Аксакал боялся, что между двумя родами вспыхнет вражда. Он знал — враги воспользуются этим и Найманы снова победят.

— Вели запрягать лошадей. Я сейчас еду к Кара-Айгырам, — сказал он Ахмету.

Такая прыть восьмидесятилетнего слепого старика всех удивила.

Не прошло и часа — лошадь, запряженная в тарантас, остановилась позади юрты Сарыбая, главы рода Кара-Айгыр.

Джайляу похоже было на растревоженный муравейник — все суетились, бегали, волновались.

Разговоры вертелись вокруг того, как отомстить роду Танабуга за похищение девушки, за которую в течение шестнадцати лет выплачивали калым, и роду Сарманов, допустившему похищение.

Сарыбай встретил гостя с удрученным видом, растерянно, испуганно приветствовал его и, усадив на почетное место, спросил:

— Почтенный отец, что посоветуешь? Честь Кара-Айгыр посрамлена.

Аксакал всю дорогу приводил в порядок свои думы, как зерна четок низал слова, которые должен был сказать по приезде.

— Дети мои, не спешите, — начал он. — Я затем и приехал. Род Кара-Айгыр извечно враждовал с Найманами. У вас врагов много, остерегитесь увеличивать их число.

Юрта была полна народу. Пришли и старые, и молодые, и мужчины, и женщины.

— Девушка принадлежит не джигиту, а всему роду. В старину говорили: «От мужа уйдет, от народа не уйдет». Наш род Кара-Айгыр готов с боем вернуть девушку, — сказал поднимаясь какой-то старик.

Остальные шумно одобрили его речь. Оскорбленный жених сиплым голосом понес несуразное:

— Пусть лишусь богатства, пусть распадется род мой, но я не остановлюсь, пока не верну Карлыгач-Слу!

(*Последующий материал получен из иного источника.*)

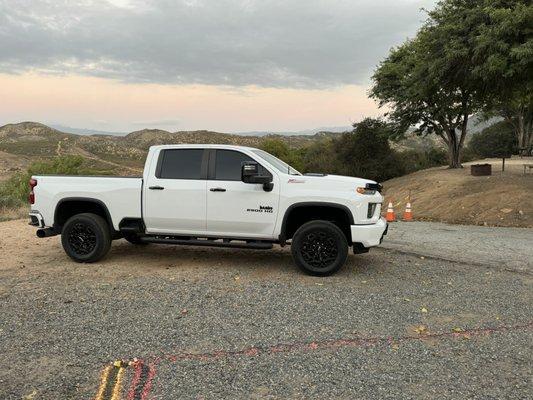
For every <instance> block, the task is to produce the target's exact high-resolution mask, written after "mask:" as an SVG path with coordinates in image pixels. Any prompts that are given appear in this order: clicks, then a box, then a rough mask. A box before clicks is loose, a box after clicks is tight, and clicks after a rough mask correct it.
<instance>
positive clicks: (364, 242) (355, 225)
mask: <svg viewBox="0 0 533 400" xmlns="http://www.w3.org/2000/svg"><path fill="white" fill-rule="evenodd" d="M350 229H351V233H352V243H361V244H362V245H363V246H364V247H372V246H377V245H379V244H380V243H381V241H382V240H383V236H384V235H386V234H387V230H388V224H387V222H386V221H385V219H384V218H380V219H379V220H378V222H376V223H375V224H371V225H352V226H351V227H350Z"/></svg>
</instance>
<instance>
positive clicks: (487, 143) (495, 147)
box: [469, 121, 518, 171]
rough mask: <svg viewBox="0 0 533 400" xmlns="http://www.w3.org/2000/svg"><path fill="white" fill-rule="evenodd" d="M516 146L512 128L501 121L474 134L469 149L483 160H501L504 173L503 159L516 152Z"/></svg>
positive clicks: (470, 141)
mask: <svg viewBox="0 0 533 400" xmlns="http://www.w3.org/2000/svg"><path fill="white" fill-rule="evenodd" d="M517 144H518V141H517V138H516V136H515V133H514V130H513V128H512V126H510V125H509V124H508V123H507V122H506V121H501V122H497V123H496V124H494V125H492V126H489V127H488V128H485V129H483V130H482V131H481V132H478V133H476V134H474V135H473V136H472V139H471V140H470V143H469V147H470V148H471V149H472V151H474V152H475V153H476V154H478V155H479V156H481V157H483V158H490V157H498V158H501V159H502V171H505V159H506V158H509V157H511V156H512V155H513V154H514V153H515V152H516V150H517Z"/></svg>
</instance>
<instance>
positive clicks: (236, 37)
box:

Слова его должного впечатления не произвели. Калтая не любили даже свои за пороки, чуждые казахам. Его отец Ильджан был помешан на желании стать начальником, то же прочил он сыну, которого с этой целью отдал в семинарию. Через год за какой-то проступок Калтая оттуда исключили.

— И русским не стал, и казахом быть перестал, — охарактеризовала как-то Калтая одна старуха.

Таков был взгляд и остальных. Возмущение присутствующих было вызвано не сочувствием к нему, а желанием защитить родовую честь.

Аксакал выслушал всех и, поняв, что внутри рода существует два мнения, решительно, ясно сказал:

— Тот джигит сам получит за содеянное, но пусть старейшины рода запомнят: если из-за длинноволосой женщины поднимем ссору, прольем кровь, друзья наши будут плакать, враги же, жирные Найманы, возвеселятся от радости, нам спасибо скажут. Не спешите, обдумайте поступки свои.

Если бы на месте Калтая был общий любимец, аксакал, может быть, не смог бы многого добиться. Если бы извечные враги Найманы не стояли перед глазами, оскалив зубы, будто говоря: «Перессорьтесь, мы всех вас поодиночке слопаем», — как бы джигита не любили, слова аксакала не возымели бы действия: род Кара-Айгыр, поднявшись, постарался бы вернуть свою сноху. Но общая нелюбовь к Калтаю, радостное оживление врагов были слишком явны. Слова Бирем-эке заставили старейшин призадуматься. После долгих споров и ругани, невзирая на протесты Калтая, Биремджан-аксакал успокоил старейшин, приостановил ссору.